The Chicago Cubs are in the midst of a managerial search as they are looking to sign the best candidate to lead the team in another rebuilding stage next season. The Dale Sveum experiment clearly wasn’t a success, and the group led by Theo Epstein and Jed Hoyer is out to find the best fit possible.
After Joe Girardi re-signed for the New York Yankees, the Cubs turned their attention to A.J. Hinch and Manny Acta as candidates. But in recent days both Dave Martinez and Rick Renteria have also emerged as possibilities.
The four candidates have their pros and cons, but with the focus being on player development and the experience managing up-and-coming players due to the talent waves expected to arrive from the minors in the next two years, it seems like Acta and Hinch have a small edge with the front office.
A.J. Hinch has a lot of experience as a farm director and in the player development area, but there are concerns whether he’s looking to manage once again. Manny Acta, on the other hand, surprised in the interview and he’s also a guy with a good chance to manage at Wrigley Field next year.
Renteria, however, can’t be discarded as a choice. The current member of the San Diego Padres staff has several qualities that the Cubs are looking for. He’s bilingual so he would be able to help the Latin players, he has a lot experience working with youngsters and he has already worked with members of the front office like Jason McLeod and Jed Hoyer so he’s not an unknown.
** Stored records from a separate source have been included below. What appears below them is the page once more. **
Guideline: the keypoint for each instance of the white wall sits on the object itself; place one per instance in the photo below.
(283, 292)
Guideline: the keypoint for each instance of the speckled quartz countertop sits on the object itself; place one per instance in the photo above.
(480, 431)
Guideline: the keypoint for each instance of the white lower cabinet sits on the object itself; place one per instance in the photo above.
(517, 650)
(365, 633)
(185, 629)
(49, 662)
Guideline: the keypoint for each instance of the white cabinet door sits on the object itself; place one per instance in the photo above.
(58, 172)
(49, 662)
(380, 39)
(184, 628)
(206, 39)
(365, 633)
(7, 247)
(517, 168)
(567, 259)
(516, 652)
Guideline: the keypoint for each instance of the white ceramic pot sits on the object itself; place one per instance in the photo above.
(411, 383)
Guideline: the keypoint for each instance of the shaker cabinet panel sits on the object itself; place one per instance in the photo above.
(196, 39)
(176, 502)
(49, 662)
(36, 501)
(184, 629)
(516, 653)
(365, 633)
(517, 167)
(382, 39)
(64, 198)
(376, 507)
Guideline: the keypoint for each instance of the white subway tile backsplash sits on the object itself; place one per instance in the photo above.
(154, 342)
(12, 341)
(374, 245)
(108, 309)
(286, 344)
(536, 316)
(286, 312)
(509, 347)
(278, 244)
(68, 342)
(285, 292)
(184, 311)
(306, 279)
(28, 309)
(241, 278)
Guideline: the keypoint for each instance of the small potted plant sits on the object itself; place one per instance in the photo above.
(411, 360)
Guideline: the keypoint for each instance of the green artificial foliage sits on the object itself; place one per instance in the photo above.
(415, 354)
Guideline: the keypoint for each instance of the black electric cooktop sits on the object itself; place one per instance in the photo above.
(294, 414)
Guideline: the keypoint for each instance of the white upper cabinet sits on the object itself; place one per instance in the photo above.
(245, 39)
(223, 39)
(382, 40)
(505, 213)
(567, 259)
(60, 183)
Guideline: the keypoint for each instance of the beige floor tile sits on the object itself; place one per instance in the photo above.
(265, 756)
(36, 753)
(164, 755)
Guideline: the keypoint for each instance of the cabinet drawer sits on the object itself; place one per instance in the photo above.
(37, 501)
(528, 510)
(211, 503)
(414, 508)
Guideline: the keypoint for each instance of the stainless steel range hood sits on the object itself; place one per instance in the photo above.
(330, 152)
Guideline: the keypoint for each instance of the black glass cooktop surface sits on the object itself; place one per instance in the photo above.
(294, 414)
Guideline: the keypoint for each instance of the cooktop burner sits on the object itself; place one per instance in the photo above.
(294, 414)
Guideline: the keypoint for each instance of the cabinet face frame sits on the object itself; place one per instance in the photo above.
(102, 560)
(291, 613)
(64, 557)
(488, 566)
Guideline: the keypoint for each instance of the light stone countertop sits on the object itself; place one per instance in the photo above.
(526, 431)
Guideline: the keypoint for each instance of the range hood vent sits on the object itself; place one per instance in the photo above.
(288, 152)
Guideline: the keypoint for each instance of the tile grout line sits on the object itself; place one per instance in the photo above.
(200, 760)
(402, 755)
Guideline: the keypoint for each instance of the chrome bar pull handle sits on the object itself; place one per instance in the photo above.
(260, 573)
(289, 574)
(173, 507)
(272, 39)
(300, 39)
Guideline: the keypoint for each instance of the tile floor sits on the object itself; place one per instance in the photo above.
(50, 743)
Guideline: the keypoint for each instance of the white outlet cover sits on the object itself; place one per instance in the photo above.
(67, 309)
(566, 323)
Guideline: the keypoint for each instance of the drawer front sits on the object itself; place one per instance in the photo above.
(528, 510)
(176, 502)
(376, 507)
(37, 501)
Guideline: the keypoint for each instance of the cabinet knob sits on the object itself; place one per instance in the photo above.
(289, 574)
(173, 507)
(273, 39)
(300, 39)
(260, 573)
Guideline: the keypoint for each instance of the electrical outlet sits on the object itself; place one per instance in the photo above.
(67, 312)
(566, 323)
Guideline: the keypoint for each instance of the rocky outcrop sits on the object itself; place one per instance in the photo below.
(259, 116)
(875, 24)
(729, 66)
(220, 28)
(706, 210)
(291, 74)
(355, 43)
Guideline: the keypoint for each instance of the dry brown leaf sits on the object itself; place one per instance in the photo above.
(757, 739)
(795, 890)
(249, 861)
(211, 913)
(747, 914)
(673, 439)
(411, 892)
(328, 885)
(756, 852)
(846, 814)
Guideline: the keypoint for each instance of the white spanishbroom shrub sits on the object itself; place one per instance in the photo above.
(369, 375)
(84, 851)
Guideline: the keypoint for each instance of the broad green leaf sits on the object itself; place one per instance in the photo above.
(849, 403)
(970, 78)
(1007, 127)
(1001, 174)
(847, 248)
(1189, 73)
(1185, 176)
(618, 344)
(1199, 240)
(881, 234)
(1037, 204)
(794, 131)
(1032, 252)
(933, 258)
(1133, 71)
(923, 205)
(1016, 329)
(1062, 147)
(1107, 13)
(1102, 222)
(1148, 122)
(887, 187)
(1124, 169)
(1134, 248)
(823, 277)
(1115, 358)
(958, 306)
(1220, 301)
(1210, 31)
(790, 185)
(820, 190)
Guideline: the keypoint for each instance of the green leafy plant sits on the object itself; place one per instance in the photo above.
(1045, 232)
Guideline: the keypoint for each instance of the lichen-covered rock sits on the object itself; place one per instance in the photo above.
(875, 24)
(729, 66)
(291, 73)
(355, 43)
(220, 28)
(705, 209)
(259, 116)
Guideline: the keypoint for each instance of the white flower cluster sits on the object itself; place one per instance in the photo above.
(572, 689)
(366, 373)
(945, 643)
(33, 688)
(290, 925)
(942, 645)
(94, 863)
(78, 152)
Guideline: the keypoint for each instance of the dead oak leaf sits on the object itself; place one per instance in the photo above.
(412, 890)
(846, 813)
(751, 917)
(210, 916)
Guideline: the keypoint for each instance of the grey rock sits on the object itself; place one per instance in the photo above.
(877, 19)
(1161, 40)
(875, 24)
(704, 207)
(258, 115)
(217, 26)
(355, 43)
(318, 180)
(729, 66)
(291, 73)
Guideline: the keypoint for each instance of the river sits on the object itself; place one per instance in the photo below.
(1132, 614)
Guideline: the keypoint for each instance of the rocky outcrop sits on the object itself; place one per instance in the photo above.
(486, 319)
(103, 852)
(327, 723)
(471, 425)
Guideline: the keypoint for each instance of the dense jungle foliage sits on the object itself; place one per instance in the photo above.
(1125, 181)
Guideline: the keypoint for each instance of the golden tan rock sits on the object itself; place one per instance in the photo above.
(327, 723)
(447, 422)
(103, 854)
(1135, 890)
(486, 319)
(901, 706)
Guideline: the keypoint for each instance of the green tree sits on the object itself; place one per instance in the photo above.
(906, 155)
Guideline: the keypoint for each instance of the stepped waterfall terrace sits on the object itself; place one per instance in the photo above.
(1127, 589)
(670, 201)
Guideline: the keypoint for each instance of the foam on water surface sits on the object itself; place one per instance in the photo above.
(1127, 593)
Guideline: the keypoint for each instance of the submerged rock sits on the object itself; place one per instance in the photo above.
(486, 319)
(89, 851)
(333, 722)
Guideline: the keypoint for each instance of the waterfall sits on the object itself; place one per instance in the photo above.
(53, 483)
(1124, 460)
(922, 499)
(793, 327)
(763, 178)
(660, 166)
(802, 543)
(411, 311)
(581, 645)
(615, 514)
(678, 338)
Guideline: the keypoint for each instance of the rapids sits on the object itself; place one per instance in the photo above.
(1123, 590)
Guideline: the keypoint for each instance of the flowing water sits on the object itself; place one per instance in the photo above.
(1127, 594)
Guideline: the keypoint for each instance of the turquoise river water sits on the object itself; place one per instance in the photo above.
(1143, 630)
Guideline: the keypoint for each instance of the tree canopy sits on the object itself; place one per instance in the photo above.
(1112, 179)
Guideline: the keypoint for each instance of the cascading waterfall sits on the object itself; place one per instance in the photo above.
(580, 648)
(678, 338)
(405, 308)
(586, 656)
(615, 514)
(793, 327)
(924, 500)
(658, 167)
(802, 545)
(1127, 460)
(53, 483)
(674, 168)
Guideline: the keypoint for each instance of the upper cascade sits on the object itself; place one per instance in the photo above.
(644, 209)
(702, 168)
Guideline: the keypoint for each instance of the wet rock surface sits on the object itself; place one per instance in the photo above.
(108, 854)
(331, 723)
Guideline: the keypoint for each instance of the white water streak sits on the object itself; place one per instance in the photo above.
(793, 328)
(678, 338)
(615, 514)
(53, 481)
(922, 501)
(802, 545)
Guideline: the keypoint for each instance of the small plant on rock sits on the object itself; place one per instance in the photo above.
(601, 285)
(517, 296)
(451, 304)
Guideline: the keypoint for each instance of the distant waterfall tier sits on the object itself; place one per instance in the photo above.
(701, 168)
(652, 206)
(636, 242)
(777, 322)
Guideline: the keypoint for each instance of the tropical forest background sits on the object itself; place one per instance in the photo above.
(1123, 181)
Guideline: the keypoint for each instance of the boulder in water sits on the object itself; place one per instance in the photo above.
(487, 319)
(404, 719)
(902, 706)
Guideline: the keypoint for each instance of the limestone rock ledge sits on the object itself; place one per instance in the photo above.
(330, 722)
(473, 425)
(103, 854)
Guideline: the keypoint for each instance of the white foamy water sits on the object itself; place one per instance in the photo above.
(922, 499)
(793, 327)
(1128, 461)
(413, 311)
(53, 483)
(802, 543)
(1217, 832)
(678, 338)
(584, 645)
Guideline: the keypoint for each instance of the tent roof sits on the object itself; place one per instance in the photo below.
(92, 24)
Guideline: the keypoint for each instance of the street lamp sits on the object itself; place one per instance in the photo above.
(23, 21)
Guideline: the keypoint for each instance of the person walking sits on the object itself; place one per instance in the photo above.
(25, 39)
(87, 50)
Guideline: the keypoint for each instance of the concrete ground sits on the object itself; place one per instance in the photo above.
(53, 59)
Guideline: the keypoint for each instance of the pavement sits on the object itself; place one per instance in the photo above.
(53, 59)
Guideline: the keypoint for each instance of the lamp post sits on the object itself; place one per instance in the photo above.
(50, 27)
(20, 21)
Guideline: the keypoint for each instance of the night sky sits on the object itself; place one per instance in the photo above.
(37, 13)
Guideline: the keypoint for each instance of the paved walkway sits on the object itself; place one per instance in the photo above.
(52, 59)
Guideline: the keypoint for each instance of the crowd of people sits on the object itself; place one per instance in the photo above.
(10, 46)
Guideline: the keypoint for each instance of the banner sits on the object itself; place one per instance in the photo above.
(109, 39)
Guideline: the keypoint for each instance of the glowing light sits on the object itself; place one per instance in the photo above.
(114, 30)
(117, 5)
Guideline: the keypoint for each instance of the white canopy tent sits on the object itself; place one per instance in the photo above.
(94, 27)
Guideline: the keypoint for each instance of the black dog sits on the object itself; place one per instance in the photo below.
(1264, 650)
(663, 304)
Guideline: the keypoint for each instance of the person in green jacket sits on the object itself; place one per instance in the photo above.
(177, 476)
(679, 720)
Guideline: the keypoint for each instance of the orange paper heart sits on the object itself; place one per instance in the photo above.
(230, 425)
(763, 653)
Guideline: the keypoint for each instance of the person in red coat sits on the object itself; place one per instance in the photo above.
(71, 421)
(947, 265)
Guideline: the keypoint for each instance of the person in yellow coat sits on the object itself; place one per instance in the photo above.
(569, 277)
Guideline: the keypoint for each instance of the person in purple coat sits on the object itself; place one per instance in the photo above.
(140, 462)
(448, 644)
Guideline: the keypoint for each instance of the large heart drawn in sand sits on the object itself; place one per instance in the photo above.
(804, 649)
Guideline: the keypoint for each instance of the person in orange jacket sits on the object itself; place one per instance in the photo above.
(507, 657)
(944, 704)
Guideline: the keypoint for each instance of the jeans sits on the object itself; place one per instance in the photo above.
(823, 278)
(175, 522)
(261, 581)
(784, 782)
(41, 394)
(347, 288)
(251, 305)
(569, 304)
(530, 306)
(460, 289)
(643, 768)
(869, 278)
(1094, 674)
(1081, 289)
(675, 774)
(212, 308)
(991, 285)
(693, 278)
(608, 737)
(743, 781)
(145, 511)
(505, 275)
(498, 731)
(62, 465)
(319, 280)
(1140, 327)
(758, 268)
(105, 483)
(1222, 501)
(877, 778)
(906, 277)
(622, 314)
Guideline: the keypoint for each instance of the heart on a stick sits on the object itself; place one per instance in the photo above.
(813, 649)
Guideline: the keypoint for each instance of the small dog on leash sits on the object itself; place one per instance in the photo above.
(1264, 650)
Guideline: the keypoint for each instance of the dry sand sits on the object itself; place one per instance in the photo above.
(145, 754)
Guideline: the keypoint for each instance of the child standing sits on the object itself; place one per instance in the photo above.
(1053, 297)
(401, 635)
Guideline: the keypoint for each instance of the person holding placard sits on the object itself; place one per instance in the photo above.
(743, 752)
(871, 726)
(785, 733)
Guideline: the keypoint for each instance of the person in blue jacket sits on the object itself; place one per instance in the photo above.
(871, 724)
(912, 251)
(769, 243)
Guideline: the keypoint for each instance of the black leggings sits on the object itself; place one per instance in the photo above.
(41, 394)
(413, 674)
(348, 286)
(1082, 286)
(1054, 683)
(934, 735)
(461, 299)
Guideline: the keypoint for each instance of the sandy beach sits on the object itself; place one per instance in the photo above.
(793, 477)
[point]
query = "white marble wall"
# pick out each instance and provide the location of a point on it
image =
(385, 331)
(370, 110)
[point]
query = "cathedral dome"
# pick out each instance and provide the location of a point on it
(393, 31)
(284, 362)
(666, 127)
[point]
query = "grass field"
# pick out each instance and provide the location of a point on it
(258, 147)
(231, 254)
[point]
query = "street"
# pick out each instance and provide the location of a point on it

Dave Martinez is more of a long shot. He participated in the interview due to his connections with Joe Maddon, arguably one of the best managers in the game, and a Tampa Bay Rays coaching staff that has been working with young players in the last years with very positive results.
Whatever this front office decides, I hope they are able to land the manager who’s the better fit for the organization. Epstein and Hoyer already lived this process with the Boston Red Sox the last decade and everything ended with two World Series rings. Hopefully they can repeat the success with a franchise that hasn’t been able to win anything in the last 100 years.